Interpretive Summary: Soil health and grain quality maps can help farmers to fine-tune precision agriculture applications. We mapped soil health and grain protein and oil content across a corn field using apparent electrical conductivity (ECa) and terrain attributes as their predictors. We found that ECa and field topography were related to soil health and grain protein and oil content. Soil types also influenced soil health and grain protein and oil content across the field.

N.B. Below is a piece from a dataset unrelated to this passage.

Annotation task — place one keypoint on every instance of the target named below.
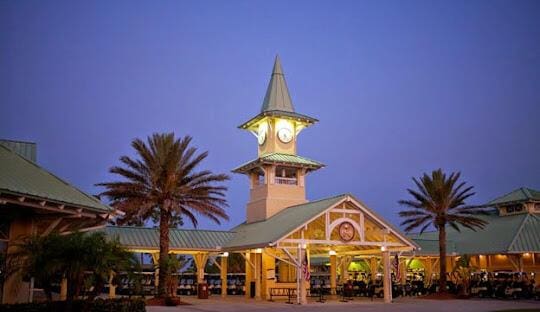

Technical Abstract: Soil health status is related to grain yield and quality. Within-field mapping of soil health index and grain quality can help farmers and managers to adjust site-specific farm management decisions for economic benefits. A study was conducted to map within-field soil health and grain protein and oil content variations using apparent electrical conductivity (ECa) and terrain attributes as their predictors. Two hundred and two topsoil samples were analyzed to determine soil health index based on the Haney Soil Health Tool. Grain protein and oil content were measured using CropScan monitor and ECa with DualEM sensor. Soil health index, protein and oil content were predicted using ECa and 14 terrain attributes derived from the digital elevation model. We found ECa a good predictor of soil health index and protein content, terrain attributes such as wetness index and elevation were also important. We found the field had a good soil health status and, areas with higher soil health index had higher protein content. Soil types also influenced soil health index and grain protein and oil content across the field.